Eu viajava nos bancos verdes ímpares, com o nariz colado aos vidros das janelas dos vagões marrons da classe dois da NOB. Via o capim deitar-se na curva íngreme da linha, com o vento das rodas de ferro zoando alto no entremeio da cancela. Eram madrugadas frias e tardes ensolaradas, viagens por onde os sonhos seguiam ou vinham nas bagagens arranjadas. Sempre aguardava por alguém chegando de longe. Sonhava com quem a me esperar na plataforma dos trens que partiam e arremessavam apressados.
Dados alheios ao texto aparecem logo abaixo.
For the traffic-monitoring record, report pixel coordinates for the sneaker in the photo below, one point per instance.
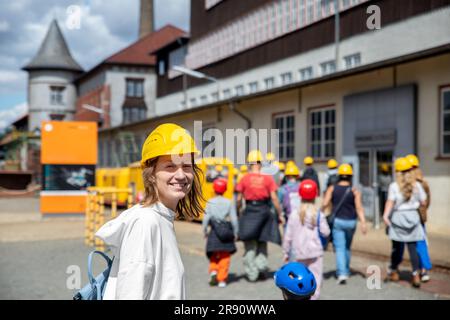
(393, 275)
(424, 277)
(342, 279)
(415, 280)
(213, 278)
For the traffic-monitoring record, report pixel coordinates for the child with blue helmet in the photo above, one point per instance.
(296, 281)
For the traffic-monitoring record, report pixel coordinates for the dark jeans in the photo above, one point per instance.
(397, 254)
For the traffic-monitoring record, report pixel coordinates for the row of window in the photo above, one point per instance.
(286, 78)
(267, 23)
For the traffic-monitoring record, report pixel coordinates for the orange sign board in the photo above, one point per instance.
(63, 202)
(68, 142)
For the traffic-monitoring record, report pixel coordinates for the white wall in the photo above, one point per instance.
(39, 95)
(408, 36)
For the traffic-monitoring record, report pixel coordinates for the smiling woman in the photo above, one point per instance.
(147, 263)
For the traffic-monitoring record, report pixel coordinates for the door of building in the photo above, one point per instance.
(375, 175)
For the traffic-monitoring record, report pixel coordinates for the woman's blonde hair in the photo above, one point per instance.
(406, 182)
(305, 207)
(187, 208)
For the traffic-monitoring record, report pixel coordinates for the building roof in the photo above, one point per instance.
(138, 53)
(53, 53)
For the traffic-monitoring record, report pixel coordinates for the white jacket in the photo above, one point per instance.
(147, 263)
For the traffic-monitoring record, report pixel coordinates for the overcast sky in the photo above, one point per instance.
(106, 27)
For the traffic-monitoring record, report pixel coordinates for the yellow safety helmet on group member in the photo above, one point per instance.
(167, 139)
(332, 164)
(308, 161)
(270, 156)
(402, 164)
(413, 160)
(291, 170)
(254, 156)
(345, 170)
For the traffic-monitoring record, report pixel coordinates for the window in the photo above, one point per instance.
(253, 86)
(286, 78)
(161, 67)
(445, 121)
(204, 99)
(239, 90)
(215, 96)
(328, 67)
(305, 73)
(133, 114)
(227, 94)
(285, 123)
(322, 133)
(352, 61)
(135, 88)
(269, 83)
(56, 95)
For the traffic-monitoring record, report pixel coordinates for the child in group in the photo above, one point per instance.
(296, 281)
(302, 241)
(221, 238)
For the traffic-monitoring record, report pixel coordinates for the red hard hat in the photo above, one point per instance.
(220, 186)
(308, 189)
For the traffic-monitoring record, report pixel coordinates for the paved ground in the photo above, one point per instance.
(36, 253)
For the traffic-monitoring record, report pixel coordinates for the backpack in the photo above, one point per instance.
(291, 199)
(95, 289)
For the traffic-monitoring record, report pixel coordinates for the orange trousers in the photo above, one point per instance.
(220, 263)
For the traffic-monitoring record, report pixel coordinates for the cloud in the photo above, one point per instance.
(7, 117)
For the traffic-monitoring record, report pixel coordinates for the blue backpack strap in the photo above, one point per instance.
(108, 261)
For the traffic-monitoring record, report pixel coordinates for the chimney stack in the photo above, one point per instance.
(146, 18)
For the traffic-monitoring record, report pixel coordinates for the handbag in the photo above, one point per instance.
(223, 230)
(95, 289)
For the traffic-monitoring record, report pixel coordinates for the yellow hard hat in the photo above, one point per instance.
(270, 156)
(402, 164)
(291, 170)
(414, 160)
(308, 160)
(279, 164)
(254, 156)
(167, 139)
(332, 164)
(290, 163)
(345, 170)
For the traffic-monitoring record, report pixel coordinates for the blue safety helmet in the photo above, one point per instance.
(296, 279)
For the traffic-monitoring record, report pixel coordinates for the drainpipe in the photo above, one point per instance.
(232, 106)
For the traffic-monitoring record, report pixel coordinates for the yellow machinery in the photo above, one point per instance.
(95, 211)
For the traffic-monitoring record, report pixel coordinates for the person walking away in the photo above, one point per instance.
(147, 263)
(301, 241)
(331, 176)
(402, 218)
(422, 246)
(384, 180)
(346, 208)
(288, 193)
(220, 213)
(310, 172)
(257, 225)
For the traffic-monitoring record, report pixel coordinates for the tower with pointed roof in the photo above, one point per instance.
(51, 74)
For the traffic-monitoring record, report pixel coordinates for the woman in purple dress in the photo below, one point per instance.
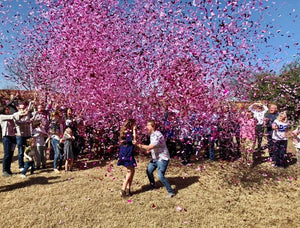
(126, 155)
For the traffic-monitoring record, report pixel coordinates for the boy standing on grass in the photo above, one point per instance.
(39, 134)
(29, 155)
(296, 141)
(160, 157)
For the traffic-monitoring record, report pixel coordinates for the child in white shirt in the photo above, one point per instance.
(296, 134)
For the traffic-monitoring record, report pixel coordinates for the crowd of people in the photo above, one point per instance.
(227, 133)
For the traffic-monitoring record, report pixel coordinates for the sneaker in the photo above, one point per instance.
(170, 195)
(6, 174)
(56, 170)
(128, 192)
(123, 193)
(152, 187)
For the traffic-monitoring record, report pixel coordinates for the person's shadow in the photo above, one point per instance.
(30, 181)
(179, 182)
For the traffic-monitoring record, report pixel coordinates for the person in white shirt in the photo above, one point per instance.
(280, 128)
(39, 134)
(160, 157)
(7, 123)
(296, 140)
(259, 110)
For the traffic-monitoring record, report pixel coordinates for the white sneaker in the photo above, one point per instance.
(170, 195)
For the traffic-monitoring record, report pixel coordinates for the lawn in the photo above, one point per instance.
(218, 194)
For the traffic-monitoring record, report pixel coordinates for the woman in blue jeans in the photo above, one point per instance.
(56, 130)
(8, 138)
(160, 157)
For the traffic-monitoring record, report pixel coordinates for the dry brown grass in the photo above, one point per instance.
(209, 194)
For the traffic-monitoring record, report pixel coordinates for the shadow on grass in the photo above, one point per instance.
(179, 182)
(31, 181)
(258, 176)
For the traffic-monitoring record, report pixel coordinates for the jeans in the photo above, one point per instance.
(280, 152)
(259, 132)
(161, 170)
(40, 153)
(26, 167)
(20, 144)
(57, 154)
(8, 147)
(270, 146)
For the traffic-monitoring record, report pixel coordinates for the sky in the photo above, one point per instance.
(283, 15)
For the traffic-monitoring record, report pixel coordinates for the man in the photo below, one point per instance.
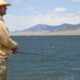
(7, 45)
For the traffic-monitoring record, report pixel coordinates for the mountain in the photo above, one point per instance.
(44, 27)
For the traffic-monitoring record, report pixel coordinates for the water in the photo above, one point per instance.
(58, 58)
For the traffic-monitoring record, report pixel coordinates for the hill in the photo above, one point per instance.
(49, 28)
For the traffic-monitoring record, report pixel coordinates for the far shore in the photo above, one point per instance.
(67, 32)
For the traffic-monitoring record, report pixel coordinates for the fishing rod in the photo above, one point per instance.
(19, 52)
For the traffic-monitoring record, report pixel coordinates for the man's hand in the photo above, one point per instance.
(15, 48)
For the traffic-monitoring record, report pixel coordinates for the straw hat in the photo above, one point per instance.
(4, 3)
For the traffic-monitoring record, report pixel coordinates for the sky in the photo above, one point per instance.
(24, 14)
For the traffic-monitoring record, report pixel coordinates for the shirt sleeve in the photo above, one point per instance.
(5, 39)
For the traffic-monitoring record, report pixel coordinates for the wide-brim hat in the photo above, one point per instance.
(4, 3)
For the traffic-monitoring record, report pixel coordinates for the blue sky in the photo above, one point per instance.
(26, 13)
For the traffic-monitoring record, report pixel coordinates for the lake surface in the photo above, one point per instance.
(46, 58)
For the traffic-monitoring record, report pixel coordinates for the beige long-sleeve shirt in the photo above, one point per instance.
(6, 43)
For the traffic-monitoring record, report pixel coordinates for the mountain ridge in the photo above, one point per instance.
(50, 28)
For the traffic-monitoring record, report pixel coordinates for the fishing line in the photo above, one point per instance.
(19, 52)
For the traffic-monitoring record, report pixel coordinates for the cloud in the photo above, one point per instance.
(60, 9)
(51, 18)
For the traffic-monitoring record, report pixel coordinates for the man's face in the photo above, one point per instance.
(3, 10)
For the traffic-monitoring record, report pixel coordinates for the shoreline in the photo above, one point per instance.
(67, 32)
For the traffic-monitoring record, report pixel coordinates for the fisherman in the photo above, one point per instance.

No compasso dos trilhos no aço o coração se debatia, embalado pelo ritmo da serpente da locomotiva, e na ansiedade a espera se esvanecia. Eram histórias que se entrelaçavam. Em cada estação um encontro imprevisto, onde destinos certamente se cruzariam. Na plataforma, olhares se encontravam em meio ao calor que escapava da máquina, e o tempo suspendia, os segundos paravam. Nos bancos verdes ímpares, eu me perdia nas paisagens que se desdobravam pelas janelas, e na magia que o caminho era capaz de trazer. Via campos vastos e cidades que dormiam, rios serpenteando entre o mato nas matas, e na viagem eu por inteiro corria. Às vezes o sol se punha o céu tingia, e a cantiga do apito ecoava como súplicas que a natureza da gente ouvia. No vai e vem dos trens histórias se escreviam. Eu era apenas um passageiro a contemplar a dança das estações, os destinos que seguiam. Na imensidão dos trilhos eu me encontrava viajando não apenas pelos cerrados, mas no tempo, nas lembranças onde a recordação me embalava. E hoje mesmo distante desse ensejo vivido guardo com carinho cada momento cada instante sentado nos bancos verdes ímpares que me conduziam. Em minhas memórias as viagens são eternas, e a poesia dos trens da NOB continuam a ecoar na alma de viajante que sempre será verdadeira. 

Um último trem virá me apanhar, qualquer dia.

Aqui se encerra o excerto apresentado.